Marilyn Monroe foi estrela forjada pela violência de Hollywood, diz romancista de ‘Blonde’

Por WALTER PORTO/ FOLHAPRESS | Edição do dia 18/02/2021

Matéria atualizada em 18/02/2021 às 04h00

| Reprodução

“Ela contemplou seu rosto corado no espelho, não de frente, mas de perfil, com pavor de ver o desejoso rosto comum de Norma Jeane dentro do belo rosto maquiado de ‘Marilyn Monroe’. Dentro dos olhos cuidadosamente pintados de ‘Marilyn Monroe’, os olhos famintos de Norma Jeane.”

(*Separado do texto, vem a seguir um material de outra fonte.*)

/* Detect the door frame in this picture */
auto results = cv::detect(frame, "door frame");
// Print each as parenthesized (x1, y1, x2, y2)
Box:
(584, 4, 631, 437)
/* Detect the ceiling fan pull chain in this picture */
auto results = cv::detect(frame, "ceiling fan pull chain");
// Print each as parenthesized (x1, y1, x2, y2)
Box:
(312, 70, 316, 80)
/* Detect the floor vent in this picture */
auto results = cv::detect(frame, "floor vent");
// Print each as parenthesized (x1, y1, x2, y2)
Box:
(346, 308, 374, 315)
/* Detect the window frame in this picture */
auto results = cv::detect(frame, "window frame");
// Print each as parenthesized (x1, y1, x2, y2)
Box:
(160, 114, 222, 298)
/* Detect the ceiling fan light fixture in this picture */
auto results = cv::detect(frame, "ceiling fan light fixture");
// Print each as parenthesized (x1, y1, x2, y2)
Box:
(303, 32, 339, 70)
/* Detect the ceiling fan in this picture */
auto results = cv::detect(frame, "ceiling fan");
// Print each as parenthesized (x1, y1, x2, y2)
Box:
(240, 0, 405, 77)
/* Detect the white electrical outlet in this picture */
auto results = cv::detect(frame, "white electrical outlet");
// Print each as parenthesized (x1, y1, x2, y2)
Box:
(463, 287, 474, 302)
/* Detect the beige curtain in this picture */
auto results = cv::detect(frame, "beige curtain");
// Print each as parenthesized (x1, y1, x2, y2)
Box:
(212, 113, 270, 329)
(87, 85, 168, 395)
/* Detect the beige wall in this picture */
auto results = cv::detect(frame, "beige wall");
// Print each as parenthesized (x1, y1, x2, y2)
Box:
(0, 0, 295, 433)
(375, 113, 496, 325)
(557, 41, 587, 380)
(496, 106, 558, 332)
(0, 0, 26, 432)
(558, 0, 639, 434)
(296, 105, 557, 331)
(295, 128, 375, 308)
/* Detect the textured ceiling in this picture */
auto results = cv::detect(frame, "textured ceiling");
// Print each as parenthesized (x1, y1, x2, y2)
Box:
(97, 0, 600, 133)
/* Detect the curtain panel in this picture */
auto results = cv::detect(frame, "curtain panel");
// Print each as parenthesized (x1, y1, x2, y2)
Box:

Não estranhe que o nome de Marilyn esteja escrito entre aspas, como acontece durante todo o percurso de “Blonde”. O tema maior do livro de Joyce Carol Oates é a construção minuciosa desta personagem, uma das maiores celebridades do cinema americano, sobre a matéria-prima de uma garota normal, a californiana Norma Jeane Baker.

A obra premiada de 20 anos atrás é relançada agora em duas partes, tanto para marcar a estreia da autora no catálogo da HarperCollins quanto para antecipar a adaptação que a Netflix prepara com a cubana Ana de Armas no papel da loira.

O status de obra-prima do livro veio da liberdade épica com que romanceou o terrível conto de fadas da menina pobre que se afoga na opulência de Hollywood.

Curioso é que esse sistema, que forjava celebridades a ferro e fogo para que fossem empacotadas e vendidas a um público voraz, hoje, está praticamente morto, segundo a leitura de Oates.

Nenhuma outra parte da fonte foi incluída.